Texans take Topo Chico, that bright, dry and bracingly effervescent mineral water from Mexico that's been around since the 1800s, largely for granted.
It's a staple at stores all over the Lone Star State. You can buy it cheap in gas stations in the middle of the desert in, say, Arizona. In recent years, baristas and mixologists throughout that lucky part of the country have come to discover just how well the relatively simple water with the distinctive, mineral taste—pairs with, well, everything. The rest of the country? Too often out of luck, for the most part.
E-commerce to the rescue! There's a poorly-kept secret that those Topo Chico fanatics unfortunate enough to find themselves living far from the Mexican company's spiritual home (at the base of an iconic mountain near Monterrey) are slowly wising up to. You can order it from Walmart. And it's really easy.
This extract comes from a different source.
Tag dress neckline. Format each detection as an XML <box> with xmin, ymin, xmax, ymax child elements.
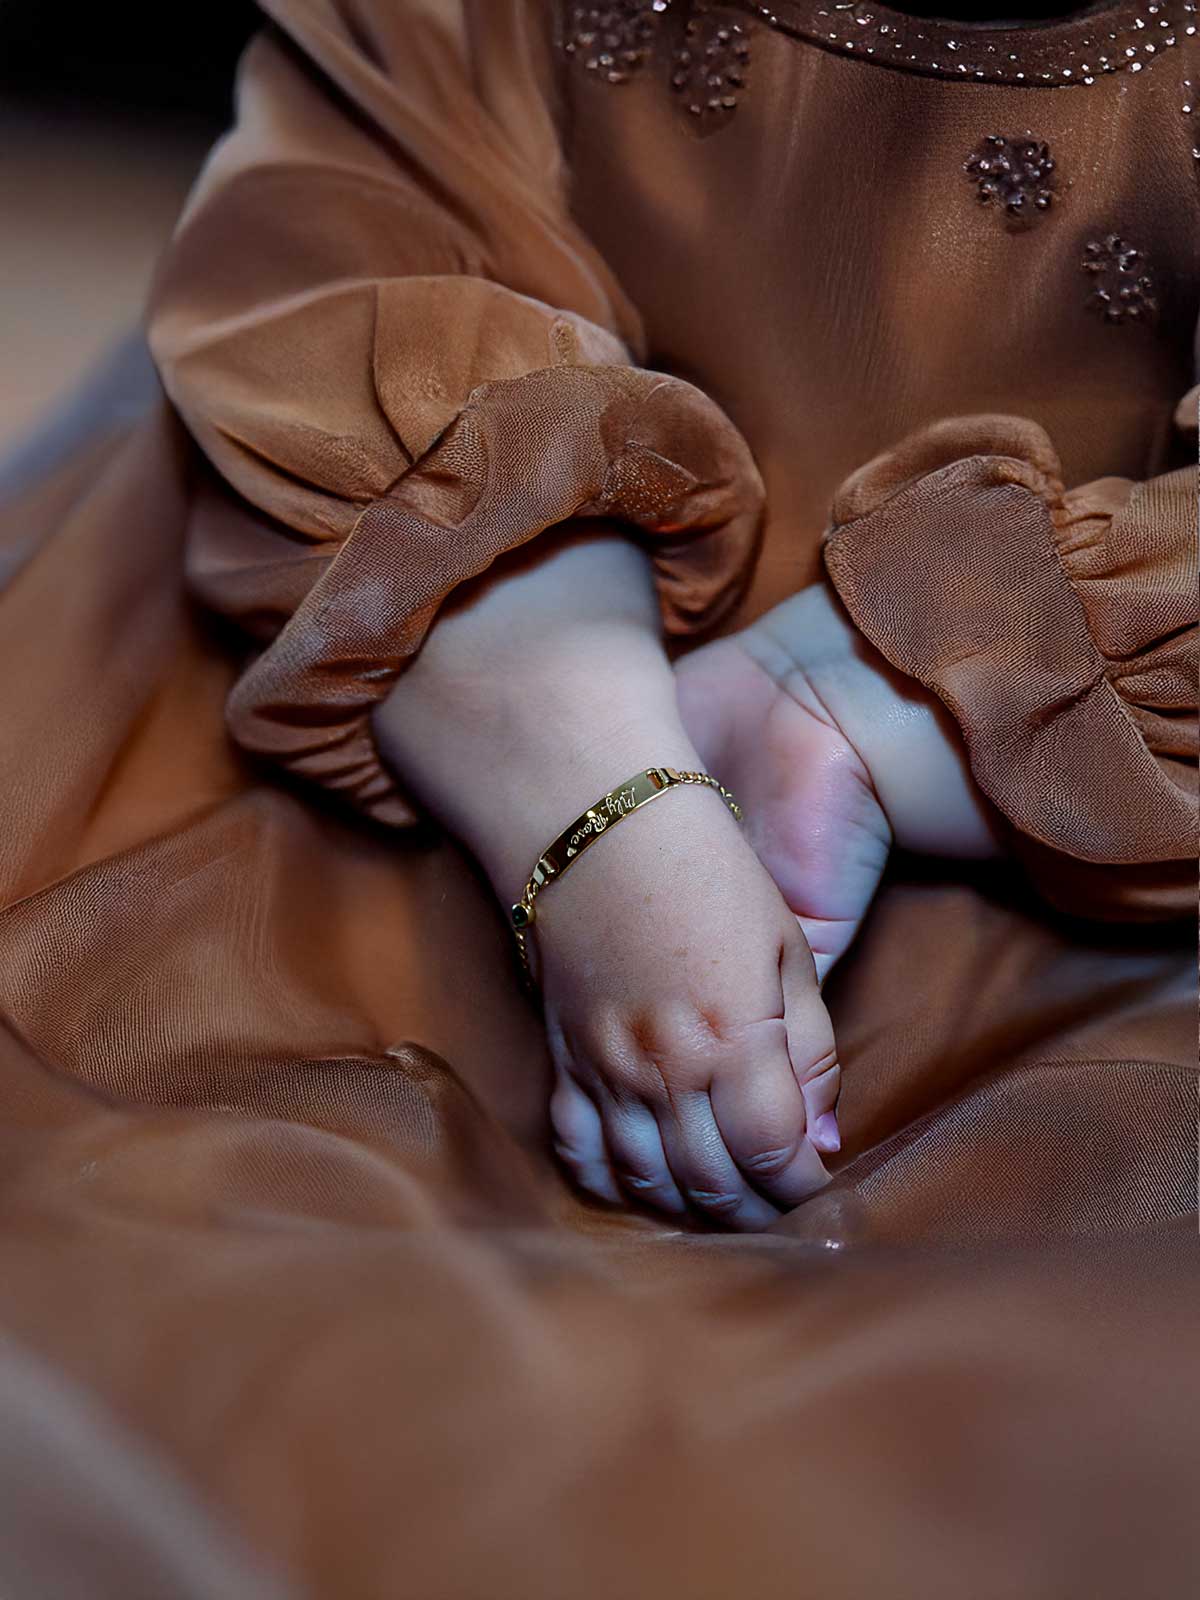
<box><xmin>733</xmin><ymin>0</ymin><xmax>1196</xmax><ymax>84</ymax></box>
Well, not just Walmart—Amazon Fresh, sites like Jet.com, even that other great Texas favorite, the H-E-B supermarket chain, will in most cases ship the water straight to you. Across the board, the prices aren't too out of line with what you'll see in nicer supermarkets within the main distribution network. Walmart, however, typically has the best selection and the best deal on shipping: It's free when you schedule an in-store pickup, or when you spend above $35.
Spending that much on Topo Chico will surely keep you stocked up for a while—a 1.5 liter bottle costs $2.68 before tax at Walmart; H-E-B charges just $1.59, but the addition of a rather significant shipping charge makes Walmart a better value for repeat use. (You can, however, get free shipping on your first H-E-B order up to a value of $25, which would about cover the cost of shipping to, say, New York.) Both retailers offer a good range of sizes (even a couple of flavors) and a choice of glass or plastic. Amazon Fresh, on the other hand, sticks to the classic format—the 12 oz. glass bottle, sold for $1.49 each.
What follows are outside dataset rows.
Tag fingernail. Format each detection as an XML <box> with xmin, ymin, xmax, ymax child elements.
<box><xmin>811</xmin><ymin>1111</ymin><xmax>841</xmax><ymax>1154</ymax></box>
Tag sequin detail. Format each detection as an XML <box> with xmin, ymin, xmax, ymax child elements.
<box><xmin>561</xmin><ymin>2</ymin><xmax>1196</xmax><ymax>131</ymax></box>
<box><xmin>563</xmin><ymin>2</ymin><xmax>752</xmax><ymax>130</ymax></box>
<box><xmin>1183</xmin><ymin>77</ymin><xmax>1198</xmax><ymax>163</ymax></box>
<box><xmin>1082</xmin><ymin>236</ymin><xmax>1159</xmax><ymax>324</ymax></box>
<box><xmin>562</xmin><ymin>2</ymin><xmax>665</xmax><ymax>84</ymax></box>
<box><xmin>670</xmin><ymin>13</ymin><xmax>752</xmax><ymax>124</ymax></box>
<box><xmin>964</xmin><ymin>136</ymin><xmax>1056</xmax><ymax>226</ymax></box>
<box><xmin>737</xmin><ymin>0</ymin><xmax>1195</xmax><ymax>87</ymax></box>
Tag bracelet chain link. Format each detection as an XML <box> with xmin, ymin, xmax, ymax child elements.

What to do with all that water, when it arrives? Top bartenders in Texas—Alba Huerta at Julep, in Houston, for example—are known to work Topo Chico, named for the mountain near Monterrey that looks down on the springs where the water comes from, into cocktails, while coffee drinkers in Austin will see it offered as a water back, alongside their morning espresso. Or, you know, you could also just drink it. (The best pairing of all, really, is a very hot day.)